Симон собрал моторы, рулевую и топливную системы на бостонском вельботе и теперь объяснял Чарли устройство этих механизмов; затем они спустили лодку в реку Маккензи.

Чарли, Джинни и я отправились к океану; за ними на одной из надувных лодок следовали Джек Макконнел и Брин. Симон вез все наше лагерное оборудование на речном пассажирском пароме, так как «лендровер» и трейлер уже не могли ехать дальше. Машину должен был перегнать обратно в Ванкувер один из его друзей.

Днем 24 июля мы догнали расписание, когда вошли в гавань Тактояктука в Северо-западном проходе. Здесь Джек и Брин расстались с нами.

У нас получилась довольно бестолковая гонка со временем, насыщенная приключениями. Это был предельно полезный урок для нас и для лодок.

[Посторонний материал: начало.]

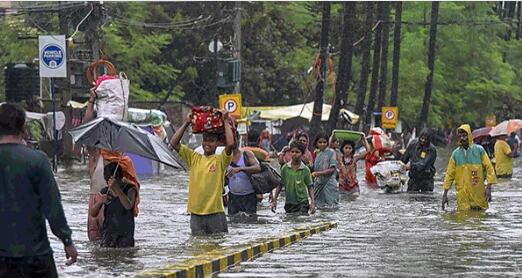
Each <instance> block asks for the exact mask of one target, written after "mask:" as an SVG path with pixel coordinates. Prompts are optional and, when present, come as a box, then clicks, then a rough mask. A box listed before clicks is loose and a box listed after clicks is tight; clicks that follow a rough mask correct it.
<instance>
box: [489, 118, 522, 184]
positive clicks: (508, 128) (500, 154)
mask: <svg viewBox="0 0 522 278" xmlns="http://www.w3.org/2000/svg"><path fill="white" fill-rule="evenodd" d="M520 129H522V120H517V119H513V120H507V121H503V122H501V123H500V124H498V125H497V126H495V127H494V128H493V129H491V131H490V132H489V135H491V136H492V137H493V138H495V139H496V142H495V162H496V163H495V172H496V174H497V177H499V178H511V176H512V175H513V157H515V155H516V153H515V151H514V150H511V147H510V146H509V144H508V143H507V142H506V138H507V135H508V134H510V133H512V132H516V131H518V130H520Z"/></svg>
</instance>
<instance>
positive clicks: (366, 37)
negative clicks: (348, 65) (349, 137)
mask: <svg viewBox="0 0 522 278" xmlns="http://www.w3.org/2000/svg"><path fill="white" fill-rule="evenodd" d="M364 5H365V7H366V18H365V21H364V39H363V41H362V45H361V49H362V64H361V78H360V81H359V89H358V94H357V102H356V103H355V113H356V114H357V115H359V116H360V119H359V121H360V123H363V122H364V121H363V119H364V115H363V112H364V99H365V98H366V89H367V87H368V76H369V74H370V71H369V70H370V60H371V56H370V55H371V51H370V50H371V47H372V37H371V34H372V18H373V3H372V2H365V3H364ZM359 130H360V129H359Z"/></svg>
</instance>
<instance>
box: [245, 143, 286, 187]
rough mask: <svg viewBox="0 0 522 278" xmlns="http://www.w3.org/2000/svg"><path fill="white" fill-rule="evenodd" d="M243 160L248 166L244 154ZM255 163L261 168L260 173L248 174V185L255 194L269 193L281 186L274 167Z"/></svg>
mask: <svg viewBox="0 0 522 278" xmlns="http://www.w3.org/2000/svg"><path fill="white" fill-rule="evenodd" d="M243 158H244V159H245V165H247V166H250V165H248V158H247V156H246V154H245V152H243ZM256 159H257V158H256ZM257 161H258V162H259V165H260V166H261V172H259V173H254V174H249V177H250V183H251V184H252V187H253V188H254V190H255V192H256V194H264V193H269V192H272V190H274V188H276V187H278V186H282V185H283V181H282V180H281V175H280V174H279V172H277V170H276V169H275V168H274V167H272V165H270V163H269V162H267V161H259V160H257Z"/></svg>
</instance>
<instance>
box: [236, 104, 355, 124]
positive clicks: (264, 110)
mask: <svg viewBox="0 0 522 278" xmlns="http://www.w3.org/2000/svg"><path fill="white" fill-rule="evenodd" d="M331 109H332V106H331V105H328V104H323V113H322V115H321V121H328V118H329V117H330V110H331ZM313 110H314V103H313V102H309V103H305V104H297V105H290V106H251V107H244V108H243V110H242V111H241V112H242V113H243V112H245V114H246V113H251V112H253V111H260V112H261V114H260V116H259V118H261V119H266V120H288V119H291V118H295V117H301V118H304V119H307V120H308V121H311V120H312V116H313ZM339 115H341V116H344V117H345V118H348V119H350V120H351V121H350V122H351V124H356V123H357V122H358V121H359V115H357V114H355V113H353V112H351V111H349V110H347V109H341V111H339Z"/></svg>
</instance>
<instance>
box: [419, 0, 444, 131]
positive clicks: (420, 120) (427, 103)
mask: <svg viewBox="0 0 522 278" xmlns="http://www.w3.org/2000/svg"><path fill="white" fill-rule="evenodd" d="M438 17H439V2H438V1H433V2H431V27H430V44H429V50H428V69H429V73H428V77H427V78H426V86H425V88H424V100H423V102H422V110H421V114H420V117H419V130H421V129H422V128H424V127H426V126H427V124H428V114H429V111H430V100H431V90H432V86H433V71H434V68H435V43H436V39H437V21H438Z"/></svg>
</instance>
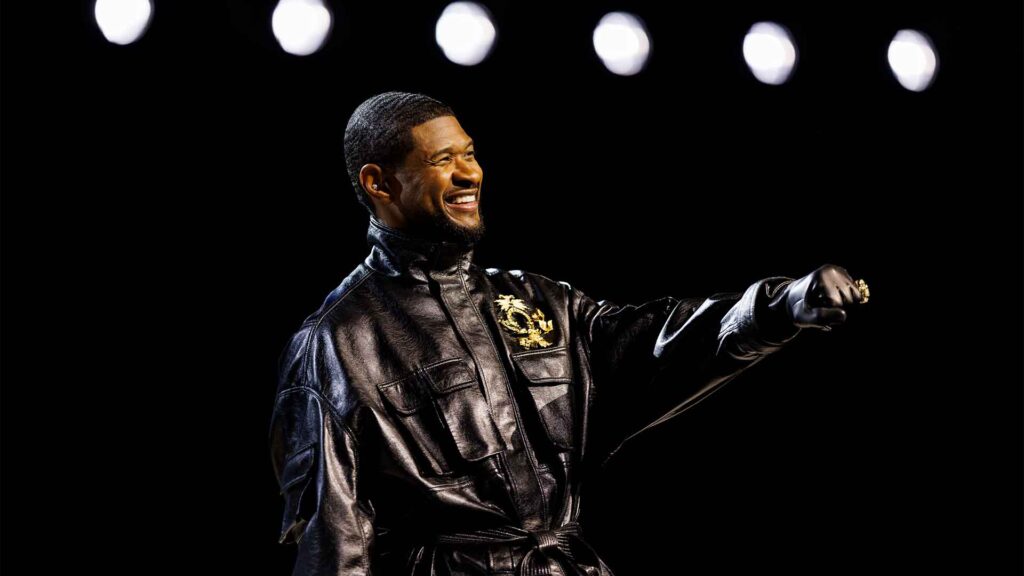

От Тактояктука предстояло проплыть около 5 тысяч километров до Алерта, пересекая отдаленный архипелаг, единственными обитателями которого были горстка эскимосов и население уединенных радиолокационных постов Дальнего обнаружения . Целых четыре года я писал командованию американских и канадских вооруженных сил — т. е. хозяевам этих постов, испрашивая разрешения использовать их в качестве наших баз. В конце концов они согласились на то, что будут содержать там запасы горючего и продовольственных рационов при условии, что мы сами позаботимся об их приобретении и доставке. Авиакомпания «Нордэр» (филиал «Эйр Канада»), снабжающая эти посты, любезно согласилась доставить по воздуху все наши материалы бесплатно, и действительно проделала это в течение июня.

Поскольку у нас не было возможности для переброски снаряжения между постами ДО, нам приходилось брать с собой нужные запчасти, точно рассчитанное количество горючего и продовольствия для преодоления каждого этапа пути с учетом непредвиденных обстоятельств.

Еще в 1977 году во время нашего тренировочного путешествия доктор Джордж Хобсон из «Проекта исследования континентального полярного шельфа» (специальной исследовательской программы канадского правительства в северной Канаде) разрешил нам пользоваться его хижинами в Алерте. Теперь же он предоставил в наше распоряжение все оборудование на его трех главных северных базах (Тактояктук, Резольют и Алерт). Он согласился также устроить для нас склады горючего в самых отдаленных местах с таким расчетом, чтобы те оказались в пределах дальности полета нашего «Оттера». За то, что мы обязались провести ряд гляциологических наблюдений в Ледовитом океане, Джинни и Симон могли теперь жить и работать на их радиобазе.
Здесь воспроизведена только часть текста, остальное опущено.